4.基于滑动窗口SW-MSA自注意力机制的实现：

class SwinTransformerBlock(nn.Module):  # (SW-MSA)滑动窗口注意力机制的试下，RSTB
    r""" Swin Transformer Block.

    Args:
        dim (int): Number of input channels.
        input_resolution (tuple[int]): Input resulotion.
        num_heads (int): Number of attention heads.
        window_size (int): Window size.
        shift_size (int): Shift size for SW-MSA.
        mlp_ratio (float): Ratio of mlp hidden dim to embedding dim.
        qkv_bias (bool, optional): If True, add a learnable bias to query, key, value. Default: True
        qk_scale (float | None, optional): Override default qk scale of head_dim ** -0.5 if set.
        drop (float, optional): Dropout rate. Default: 0.0
        attn_drop (float, optional): Attention dropout rate. Default: 0.0
        drop_path (float, optional): Stochastic depth rate. Default: 0.0
        act_layer (nn.Module, optional): Activation layer. Default: nn.GELU
        norm_layer (nn.Module, optional): Normalization layer.  Default: nn.LayerNorm
    """

    def __init__(self, dim, input_resolution, num_heads, window_size=7, shift_size=0,
                 mlp_ratio=4., qkv_bias=True, qk_scale=None, drop=0., attn_drop=0., drop_path=0.,
                 act_layer=nn.GELU, norm_layer=nn.LayerNorm):
        super().__init__()
        self.dim = dim  # 输入通道的数量
        self.input_resolution = input_resolution  # 输入特征小图的分辨率
        self.num_heads = num_heads  # 多头的个数
        self.window_size = window_size  # 窗口大小，多少个patch
        self.shift_size = shift_size  # SW-MSA滑动窗口滑动大小
        self.mlp_ratio = mlp_ratio
        if min(self.input_resolution) <= self.window_size:  # 如果窗口大小大于输入图片的大小，就不进行窗口划分
            # if window size is larger than input resolution, we don't partition windows
            self.shift_size = 0
            self.window_size = min(self.input_resolution)  # 窗口大小等于图像大小
        assert 0 <= self.shift_size < self.window_size, "shift_size must in 0-window_size"

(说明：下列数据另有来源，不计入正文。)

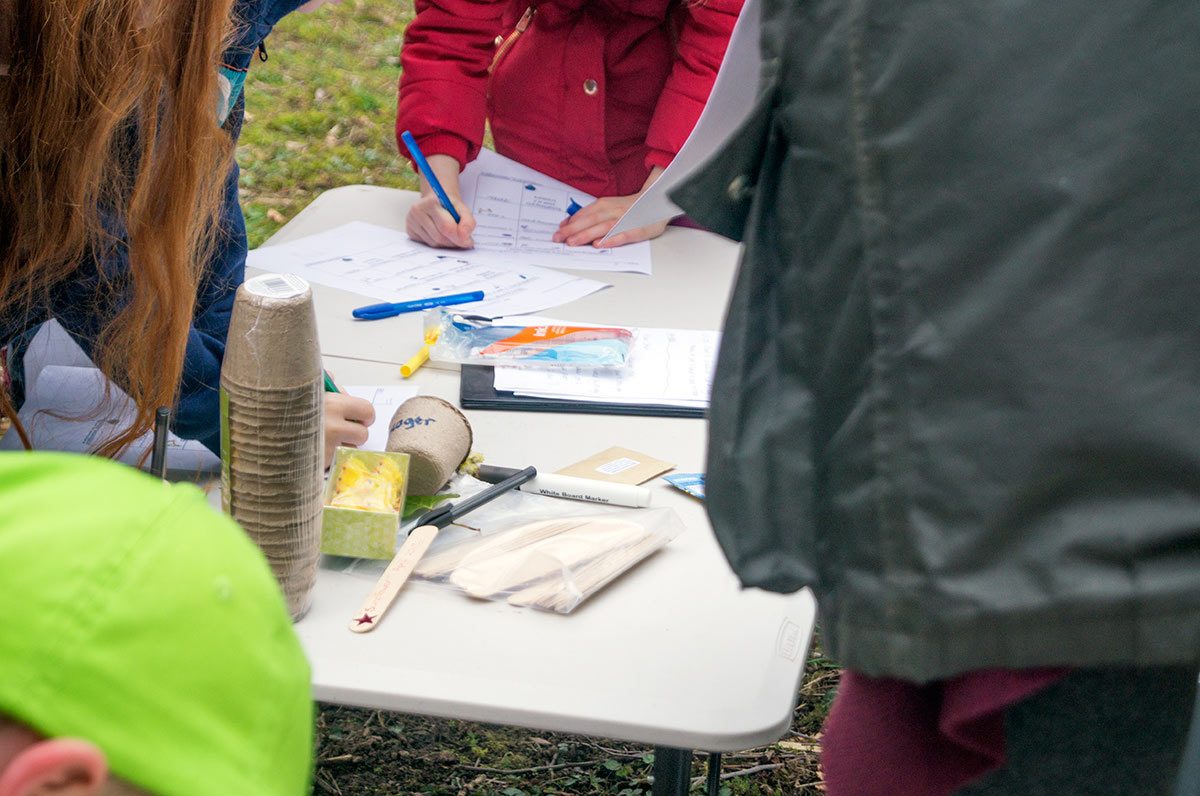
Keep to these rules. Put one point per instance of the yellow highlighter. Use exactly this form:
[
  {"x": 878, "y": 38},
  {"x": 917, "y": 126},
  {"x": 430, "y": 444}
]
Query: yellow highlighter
[{"x": 409, "y": 367}]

        self.norm1 = norm_layer(dim)  # LayerNorm1
        self.attn = WindowAttention(
            dim, window_size=to_2tuple(self.window_size), num_heads=num_heads,
            qkv_bias=qkv_bias, qk_scale=qk_scale, attn_drop=attn_drop, proj_drop=drop)  # MSA多头自注意力的计算

        self.drop_path = DropPath(drop_path) if drop_path > 0. else nn.Identity()
        self.norm2 = norm_layer(dim)  # LayerNorm2
        mlp_hidden_dim = int(dim * mlp_ratio)  # 隐藏的输入通道的数量
        self.mlp = Mlp(in_features=dim, hidden_features=mlp_hidden_dim, act_layer=act_layer, drop=drop)  # MLP

        if self.shift_size > 0:
            attn_mask = self.calculate_mask(self.input_resolution)  # 计算注意力机制中的掩码
        else:
            attn_mask = None

        self.register_buffer("attn_mask", attn_mask)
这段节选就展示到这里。